Why the war on drugs is unwinnable


#1

[Read the post]


What if all drugs were totally legal?
#2

I am amused that the tardis makes a guest appearance.

Part of the problem with the war on drugs is the fact that it’s viewed as a problem in the minority population. The U.S. has this thing where poor people always deserve whatever happens to them and so all these issues that are valid in the video are shrugged off… because you know it’s a poor issue.


#3

All these facts have been known and documented for decades, and make zero difference. It’s just too easy to reply, “why do you want our children addicted to heroin?” Conversation over.

Also, +1 for Breaking Bad references.


#4

I’m pretty sure that if we only put a little more money towards solving the problem we’ll nip this right in the bud and win this whole thing!


#5

I personally feel if the ‘war’ on drugs had started under carter instead of nixon we would have less ‘PUNISH PUNISH PUNISH’ and something more ‘these people take drugs which are illegal. Why are they doing this and how do we get them to not do that?’


#6

Ah the classic and insidious “THINK OF THE CHILDREN!!” defense.

Honest question: is this just an American thing or do other countries manage to politically deadlock on anything even slightly controversial using this argument?


#7

Maybe we should criminalize diabetes.

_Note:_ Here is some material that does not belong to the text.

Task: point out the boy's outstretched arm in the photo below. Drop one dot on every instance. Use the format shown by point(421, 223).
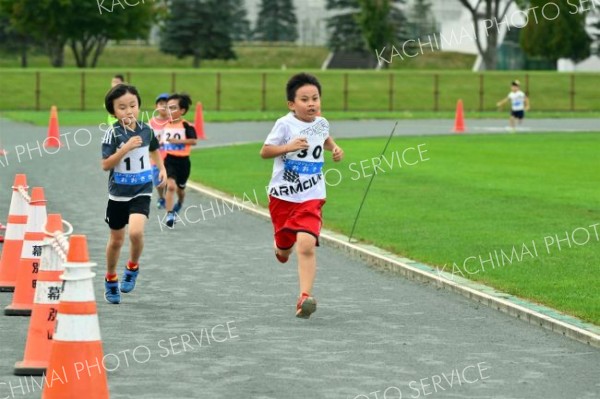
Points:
point(337, 152)
point(162, 174)
point(272, 151)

In fact, let’s start skimming off all public health issues!


#8

That, or maybe: Why are they illegal in the first place?


#9

Maybe, but it would have ended up the same, because police are in charge of it.


#10

If the War on Drugs started today, or even a couple of decades ago, I might chalk it up to “people who are largely ignorant about America’s failed experiment with alcohol prohibition.” But Richard Nixon was a LEGAL ADULT by the time the 21st Amendment was signed into law. Gangsters like Al Capone were all over the news when he was a young man, so there’s no way he couldn’t have seen any of these consequences coming.


#11

Because various minorities are known to use them and they lure pure white women into their clutches in a drug filled haze.

At least that is how it was justified up until 1971. Plus young, Nixon hating people, tended to smoke pot and it was a great way to shut them up.


#12

“It’ll be different this time, since that was an ‘acceptable’ drug, and ‘unacceptable’ drugs work completely differently, right?”


#13

I understand why the Time Cops keep people from going back and killing Hitler, but I don’t understand why they let Nixon stand. Oh right, cause his policies enabled them to reach the apex of the prison industrial pyramid scheme. Thanks, Dick.


#14

To the Cambodians, Nixon is practically like Hitler to them. We wouldn’t have Pol Pot if not for the bombing and invasion of Cambodia in the early 70’s. So I guess the Time Cops are not as Euro/Amero centric as we thought.


#15

Well… which countries don’t have public healthcare? They might the ones you’re looking for?


#16

The war on drugs is corrupting, destructive, wasteful and counter productive. We must twist the arms of congress to decriminalize drugs and redirect money going to the “war on drugs” to hospitals so people can get FREE treatment.


#17

That depends on what your win condition is. If your win condition is to sell lots of police equipment, the war on drugs is winning. If your trying to find new, easier ways to get “undesirables” behind bars, the war on drugs is winning. If you want to prop up illegal drug prices to support cartels and warlords that fight your ideological foe, the war on drugs is wining.

If you want to actually lower the incidence of drug use and the negative effects thereof, the war on drugs is lost.


#18

Unintended consequences? When a policy choice is made to criminalize a behavior, you have to think that just maybe violence against a certain group of people is the INTENDED result.


#19

And because middle-class white folks are disproportionately insulated from any direct exposure to the vast unintended consequences of the catastrophic war on drugs, they have little incentive to demand change in policies. Yes, harm reduction and regulation instead of hard line prohibition would lead to safer cheaper supplies. One only need look at the effect of marijuana legalization to see how swiftly market conditions would improve for consumers. But it would also dilute the rebel factor.

I genuinely suspect that a big reason marijuana is finally becoming legal in the States has less to do with the very real fact that it’s healthier than cigarettes or alcohol - because that was true for the past half century - and more to do with the fact that a lot of pot smokers grew out of their rebellious years and realized they’d rather have a safe, high quality supply chain than a sense of nonconformity. Which has made pot less interesting to younger generations that now turn to “harder” drugs that still feel iconoclastic.


#20

The art design of that video is made of Godzilla balls and cherub kisses.